A Connectionist Model of Poetic Meter

Abstract. Traditional analyses of meter are hampered by their inability to image the interaction of various elements which affect the stress patterns of a line of poetry or provide a system of notation fully amenable to computational analysis. To solve these problems, the connectionist models of James McClelland and David Rumelhart in Explorations in Parallel Distributed Processing (1988) are applied to the analysis of English poetic meter. The model graphically illustrates the dynamics of a poetic line and incorporates a number of features associated with the actual oral performance of a poetic text, while providing a notational system that allows mathematical analyses of poetic meter.

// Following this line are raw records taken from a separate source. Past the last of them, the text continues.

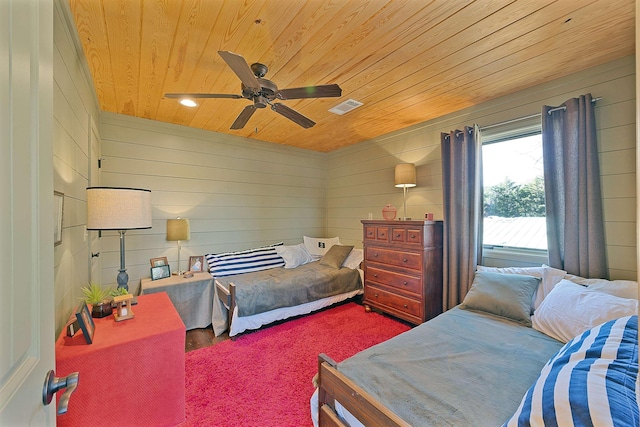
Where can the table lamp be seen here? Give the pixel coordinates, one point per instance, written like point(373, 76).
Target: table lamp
point(119, 209)
point(177, 230)
point(405, 177)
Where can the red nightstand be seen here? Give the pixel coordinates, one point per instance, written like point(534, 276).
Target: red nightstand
point(132, 374)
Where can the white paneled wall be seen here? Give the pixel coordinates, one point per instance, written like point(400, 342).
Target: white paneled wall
point(236, 192)
point(360, 177)
point(73, 103)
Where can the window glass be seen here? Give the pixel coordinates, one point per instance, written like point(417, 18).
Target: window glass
point(513, 179)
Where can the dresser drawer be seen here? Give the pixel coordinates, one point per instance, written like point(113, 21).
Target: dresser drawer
point(397, 280)
point(377, 234)
point(395, 258)
point(378, 296)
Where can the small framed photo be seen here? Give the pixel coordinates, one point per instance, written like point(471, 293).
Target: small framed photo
point(160, 272)
point(159, 262)
point(196, 263)
point(85, 321)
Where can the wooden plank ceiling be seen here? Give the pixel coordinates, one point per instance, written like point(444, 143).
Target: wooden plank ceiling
point(408, 61)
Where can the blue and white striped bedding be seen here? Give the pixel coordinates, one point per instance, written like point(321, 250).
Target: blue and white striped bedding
point(247, 261)
point(591, 381)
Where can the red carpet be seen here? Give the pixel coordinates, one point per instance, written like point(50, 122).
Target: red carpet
point(263, 378)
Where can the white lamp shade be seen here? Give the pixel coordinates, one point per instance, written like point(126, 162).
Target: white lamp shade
point(178, 229)
point(405, 175)
point(110, 208)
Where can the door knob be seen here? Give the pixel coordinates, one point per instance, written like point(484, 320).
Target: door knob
point(53, 384)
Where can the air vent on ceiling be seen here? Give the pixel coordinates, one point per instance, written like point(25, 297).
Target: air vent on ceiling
point(345, 107)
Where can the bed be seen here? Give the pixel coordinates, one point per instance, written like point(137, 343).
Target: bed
point(294, 282)
point(483, 364)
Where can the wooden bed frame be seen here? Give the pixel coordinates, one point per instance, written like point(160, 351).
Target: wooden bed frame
point(332, 386)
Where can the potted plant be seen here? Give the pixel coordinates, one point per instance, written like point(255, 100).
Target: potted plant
point(99, 298)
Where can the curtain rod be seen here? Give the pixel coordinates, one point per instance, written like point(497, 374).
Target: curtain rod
point(563, 108)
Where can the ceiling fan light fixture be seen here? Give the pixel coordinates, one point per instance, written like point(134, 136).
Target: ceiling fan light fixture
point(345, 107)
point(188, 102)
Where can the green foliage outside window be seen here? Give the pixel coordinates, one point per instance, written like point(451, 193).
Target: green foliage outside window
point(511, 200)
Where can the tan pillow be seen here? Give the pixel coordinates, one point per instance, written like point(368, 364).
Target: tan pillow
point(336, 255)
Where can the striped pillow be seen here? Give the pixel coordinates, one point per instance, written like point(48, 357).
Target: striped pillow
point(590, 381)
point(229, 263)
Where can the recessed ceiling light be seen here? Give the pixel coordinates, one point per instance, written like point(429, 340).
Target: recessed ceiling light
point(187, 102)
point(345, 107)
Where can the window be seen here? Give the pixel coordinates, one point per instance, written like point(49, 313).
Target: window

One of the salient features of poetry is its metrical structure. Many poets use regular patterns of stress to achieve specific aesthetic effects; readers expect such patterns and foreground them in their oral interpretations of the poems, whether they be read aloud or subvocally. Consider the opening line to Wordsworth's "Tintern Abbey": "Five years have past; five summers, with the length . . ." According to traditional "rules" of scansion, this iambic pentameter line would receive a heightened stress on the alternate even numbered syllables years, past, sum-, with, and length. Yet the repetition of the adjective five calls for some degree of emphasis upon each occurrence of the word, even though it is found in an unstressed position. But how much emphasis? More than the "stressed" with? More than years? Is the stress equal in both uses of five? And where does the stress or emphasis come from--from our act of interpretation or from an intonation pattern generated by the syntax?